1111111O Tribunal Regional Federal da 5ª Região, em Pernambuco, adiou o julgamento da Ação Popular que visa impedir que a Petrobrás venda o controle Acionário da TAG – Transportadora de Gás ,  sem a realização de procedimento licitatório e sem obediência às regras do Programa Nacional de Desestatização – PND. O adiamento foi devido ao pedido de  vistas por um desembargador, depois do voto do relator que votou pela concessão da liminar suspendendo a venda. O julgamento será retomado na próxima terça-feira (5).  A TAG é responsável pela maior malha de dutos do país,  recém construída e de alta qualidade, operando com baixo custo de manutenção. A Petrobrás venderá a rede de dutos e depois  alugará a mesma malha por meio de um contrato de longo prazo, com uma cláusula de pagar se não usar e pagar mais se usar. A TAG obteve no ano passado um lucro líquido de R$ 7 Bilhões. A ação foi impetrada pela Advogada Raquel Sousa, da Federação Nacional dos Petroleiros.

O processo de privatização  fracionada a que a Petrobrás está sendo submetida na gestão do Presidente Pedro Parente, vendendo ativos rentáveis e estratégicos da companhia é uma das razões da revolta dos petroleiros. A gota d’água para o movimento que começou hoje, foi a decisão de vender as refinarias da empresa. Mesmo sem ter impacto na produção, segundo a Petrobrás, e da ameaça de multa de R$ 500 mil diariamente, decido pelo Tribunal Superior do Trabalho, que considerou a greve abusiva, há paralizações em alguns setores.

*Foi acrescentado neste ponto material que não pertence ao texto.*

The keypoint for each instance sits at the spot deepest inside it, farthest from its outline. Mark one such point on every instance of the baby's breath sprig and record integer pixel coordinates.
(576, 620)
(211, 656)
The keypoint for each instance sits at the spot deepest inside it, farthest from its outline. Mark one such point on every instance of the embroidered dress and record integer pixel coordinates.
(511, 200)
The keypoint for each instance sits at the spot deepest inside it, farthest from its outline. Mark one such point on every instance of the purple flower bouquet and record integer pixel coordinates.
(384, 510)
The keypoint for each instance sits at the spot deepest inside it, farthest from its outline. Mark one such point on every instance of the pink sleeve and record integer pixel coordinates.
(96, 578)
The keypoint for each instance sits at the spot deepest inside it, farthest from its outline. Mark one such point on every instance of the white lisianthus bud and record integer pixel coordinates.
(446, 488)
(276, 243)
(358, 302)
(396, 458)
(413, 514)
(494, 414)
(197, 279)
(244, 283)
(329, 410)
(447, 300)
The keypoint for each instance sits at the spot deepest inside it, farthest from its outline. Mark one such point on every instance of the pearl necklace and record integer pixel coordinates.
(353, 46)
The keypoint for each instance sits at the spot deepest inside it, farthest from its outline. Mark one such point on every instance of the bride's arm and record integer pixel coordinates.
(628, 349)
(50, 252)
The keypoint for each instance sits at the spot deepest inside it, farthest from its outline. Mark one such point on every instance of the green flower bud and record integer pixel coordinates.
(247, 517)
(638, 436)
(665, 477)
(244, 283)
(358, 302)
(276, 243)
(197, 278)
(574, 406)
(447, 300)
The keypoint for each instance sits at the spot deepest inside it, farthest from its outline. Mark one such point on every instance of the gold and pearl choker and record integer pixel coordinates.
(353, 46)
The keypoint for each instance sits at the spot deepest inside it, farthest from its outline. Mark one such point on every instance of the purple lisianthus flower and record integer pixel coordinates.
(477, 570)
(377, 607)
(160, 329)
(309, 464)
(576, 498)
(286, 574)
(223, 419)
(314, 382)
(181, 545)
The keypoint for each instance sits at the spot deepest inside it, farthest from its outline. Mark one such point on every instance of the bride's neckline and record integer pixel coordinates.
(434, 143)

Entre as reivindicações dos petroleiros está a cabeça do presidente da Petrobrás. Aliás, uma pesquisa popular feita pelo Data Folha e publicada hoje no site do jornal mostra como o brasileiro está enxergando esse processo de privatização da  empresa: Segundo pesquisa do Datafolha,  55% dos brasileiros são contrários à privatização da petroleira. Para um número ainda maior, 74%, a empresa não deveria ser vendida para grupos estrangeiros em hipótese alguma.   No caminho contrário, 30% concordam com a privatização da petroleira, embora só 17% aceitem que ela venha a ficar em mãos de estrangeiros.   Não sabem opinar sobre a privatização 13%, e sobre o controle estrangeiro, 8%. São indiferentes, respectivamente nesses itens, 2% e 1%. O Datafolha ouviu por telefone 1.500 adultos na terça (29), em todas as regiões do país. A margem de erro é de três pontos percentuais para mais ou para menos.